Born in Spokane, Washington, Jim Hodges has been based in New York City since the early 1980s, when he came to study painting at Pratt Institute. Eschewing the medium early on in his career, he evolved in the late 1980s and early 1990s the thoughtful, materials-based practice that characterizes his work to this day. Hodges’s work typically begins with humble, even overlooked materials—silk scarves and flowers, mirrors, light bulbs, glass, clothing, metal chains, decals, and sheet music—that he transforms through simple gestures or actions such as drawing, sewing, folding or unfolding, transferring, cutting, assembling, and unraveling. These acts of poetic reconsideration elevate his pieces to other levels of interpretation and meaning. The results are poignant sculptural meditations on life, love, loss, and a range of human experience.
Hodges came of age as an artist in the late 1980s and 90s, an intense period in American society marked by censorship, political conservatism, and the height of the AIDS crisis. Many of his early works, including A Diary of Flowers (1994), comprised of doodled coffeehouse napkins pinned to the wall, have been discussed and interpreted through the lens of loss and memorial that marked this moment. Indeed, Hodges is part of a generation of sculptors, including Felix Gonzalez-Torres, Robert Gober, Roni Horn, Kiki Smith, and Katharina Fritsch, who collectively ushered in a new visual language in the 1990s distinguished by generosity, metaphor, and restraint. This approach was in sharp contrast to the more acerbic, didactic language-based art that characterized the preceding decade.
Organizing curators Olga Viso, Executive Director of the Walker Art Center, and Jeffrey Grove, Senior Curator of Special Projects & Research at the Dallas Museum of Art, who both have long histories working with Jim Hodges, took inspiration from the artist when organizing the exhibition. Instead of displaying the work chronologically, they worked closely with Hodges to conceive a sequence of themed rooms that bring together a variety of artworks across media and time to elicit a range of impressive environments or experiences. The series of mirrored wall works titledMovements (2005–2009), for example, dapple brilliant reflected light, as well as the viewer’s own reflection, on the surrounding floors and walls. These works conjure feelings of lightness and dispersion in contrast to the dark, sensorial environment of the adjacent dark gate (2008), a rarely exhibited room-size installation that also engages the viewer’s sense of smell.

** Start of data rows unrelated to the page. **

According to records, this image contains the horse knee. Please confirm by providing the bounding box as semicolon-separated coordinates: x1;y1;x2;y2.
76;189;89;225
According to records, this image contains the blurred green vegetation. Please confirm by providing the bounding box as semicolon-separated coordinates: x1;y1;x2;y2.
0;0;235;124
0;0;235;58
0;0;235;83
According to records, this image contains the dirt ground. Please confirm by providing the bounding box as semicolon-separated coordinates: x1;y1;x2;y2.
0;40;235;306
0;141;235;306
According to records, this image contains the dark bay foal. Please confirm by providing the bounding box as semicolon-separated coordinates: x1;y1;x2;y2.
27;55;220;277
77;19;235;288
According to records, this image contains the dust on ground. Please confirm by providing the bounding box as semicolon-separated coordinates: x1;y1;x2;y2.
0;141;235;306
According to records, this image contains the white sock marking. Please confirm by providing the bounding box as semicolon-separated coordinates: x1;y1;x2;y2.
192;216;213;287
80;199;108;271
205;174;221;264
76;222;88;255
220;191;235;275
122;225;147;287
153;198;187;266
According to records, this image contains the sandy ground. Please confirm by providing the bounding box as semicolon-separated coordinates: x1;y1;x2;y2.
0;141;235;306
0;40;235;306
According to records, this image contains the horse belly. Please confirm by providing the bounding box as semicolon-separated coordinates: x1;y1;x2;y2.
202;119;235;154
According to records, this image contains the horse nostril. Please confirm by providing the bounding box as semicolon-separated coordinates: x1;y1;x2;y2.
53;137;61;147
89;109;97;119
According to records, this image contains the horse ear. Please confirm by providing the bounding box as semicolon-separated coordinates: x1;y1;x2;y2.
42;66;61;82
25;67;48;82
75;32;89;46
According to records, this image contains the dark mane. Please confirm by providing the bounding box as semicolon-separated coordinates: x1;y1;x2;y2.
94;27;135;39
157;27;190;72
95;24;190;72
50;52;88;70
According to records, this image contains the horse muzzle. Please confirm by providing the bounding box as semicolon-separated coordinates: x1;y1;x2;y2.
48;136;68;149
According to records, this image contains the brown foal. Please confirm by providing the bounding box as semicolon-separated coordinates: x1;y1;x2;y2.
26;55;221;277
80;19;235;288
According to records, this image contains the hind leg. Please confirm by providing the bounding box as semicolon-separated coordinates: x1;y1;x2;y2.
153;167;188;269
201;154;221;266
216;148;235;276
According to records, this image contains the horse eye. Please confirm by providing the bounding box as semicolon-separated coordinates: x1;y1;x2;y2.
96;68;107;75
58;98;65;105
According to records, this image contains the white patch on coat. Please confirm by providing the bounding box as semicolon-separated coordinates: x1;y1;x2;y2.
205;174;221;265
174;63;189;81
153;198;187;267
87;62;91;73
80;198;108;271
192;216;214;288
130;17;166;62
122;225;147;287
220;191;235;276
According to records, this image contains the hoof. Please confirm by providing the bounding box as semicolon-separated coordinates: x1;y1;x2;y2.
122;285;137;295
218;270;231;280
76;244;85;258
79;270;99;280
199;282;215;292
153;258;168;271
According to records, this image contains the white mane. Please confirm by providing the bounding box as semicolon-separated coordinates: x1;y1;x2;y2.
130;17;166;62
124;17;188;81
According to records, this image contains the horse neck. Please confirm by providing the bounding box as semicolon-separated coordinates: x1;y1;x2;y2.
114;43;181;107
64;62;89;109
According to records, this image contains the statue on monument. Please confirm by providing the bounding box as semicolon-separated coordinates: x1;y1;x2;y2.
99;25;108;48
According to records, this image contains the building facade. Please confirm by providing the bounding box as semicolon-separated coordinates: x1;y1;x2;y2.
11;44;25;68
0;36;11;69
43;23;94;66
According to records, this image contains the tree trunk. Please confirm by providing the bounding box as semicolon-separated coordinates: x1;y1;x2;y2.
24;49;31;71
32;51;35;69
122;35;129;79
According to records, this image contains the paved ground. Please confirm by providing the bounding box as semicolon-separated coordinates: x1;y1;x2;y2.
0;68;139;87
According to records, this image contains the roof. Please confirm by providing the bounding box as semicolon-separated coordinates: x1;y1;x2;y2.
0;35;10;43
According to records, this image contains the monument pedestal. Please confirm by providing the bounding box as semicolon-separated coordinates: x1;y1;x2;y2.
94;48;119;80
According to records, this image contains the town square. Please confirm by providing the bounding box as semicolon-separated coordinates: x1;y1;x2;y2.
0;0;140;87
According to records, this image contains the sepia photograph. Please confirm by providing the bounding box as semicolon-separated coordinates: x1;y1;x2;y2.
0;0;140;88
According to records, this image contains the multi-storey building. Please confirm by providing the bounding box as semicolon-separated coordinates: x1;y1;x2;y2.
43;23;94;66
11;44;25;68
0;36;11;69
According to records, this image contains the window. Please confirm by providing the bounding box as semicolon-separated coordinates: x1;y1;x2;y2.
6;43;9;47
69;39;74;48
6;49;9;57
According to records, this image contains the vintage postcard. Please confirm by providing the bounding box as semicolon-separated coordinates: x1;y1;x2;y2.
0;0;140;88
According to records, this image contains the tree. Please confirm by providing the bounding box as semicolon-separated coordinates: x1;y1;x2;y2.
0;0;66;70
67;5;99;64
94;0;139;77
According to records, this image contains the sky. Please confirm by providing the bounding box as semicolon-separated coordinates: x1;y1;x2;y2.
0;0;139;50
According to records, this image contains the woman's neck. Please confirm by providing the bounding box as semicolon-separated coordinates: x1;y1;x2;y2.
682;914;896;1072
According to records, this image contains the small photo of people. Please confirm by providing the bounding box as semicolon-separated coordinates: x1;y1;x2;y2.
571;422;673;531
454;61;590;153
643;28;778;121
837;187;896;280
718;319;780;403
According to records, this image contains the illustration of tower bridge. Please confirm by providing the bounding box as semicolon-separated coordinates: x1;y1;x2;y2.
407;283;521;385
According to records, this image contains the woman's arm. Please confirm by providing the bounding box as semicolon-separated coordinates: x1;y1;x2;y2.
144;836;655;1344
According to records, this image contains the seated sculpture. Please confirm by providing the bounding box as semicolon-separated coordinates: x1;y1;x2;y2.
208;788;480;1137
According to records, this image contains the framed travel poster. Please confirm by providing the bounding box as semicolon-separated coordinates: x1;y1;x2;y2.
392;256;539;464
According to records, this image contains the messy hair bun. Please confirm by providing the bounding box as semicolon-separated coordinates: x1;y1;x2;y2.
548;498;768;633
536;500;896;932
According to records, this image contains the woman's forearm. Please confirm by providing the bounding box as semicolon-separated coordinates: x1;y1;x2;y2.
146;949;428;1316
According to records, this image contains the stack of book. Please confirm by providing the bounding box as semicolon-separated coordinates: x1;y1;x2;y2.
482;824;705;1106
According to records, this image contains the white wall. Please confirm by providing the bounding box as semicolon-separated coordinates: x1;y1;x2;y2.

In addition to showcasing rarely seen works, including Untitled (Gate) (1991), and ghost (2008)—Jim Hodges: Give More Than You Take debuts a new work made specifically for the exhibition. Untitled (one day it all comes true) (2013), an expansive wall tapestry that is one of the most labor-intensive and epic works by the artist to date, is comprised of thousands of individual pieces of denim in every shade of the material’s spectrum.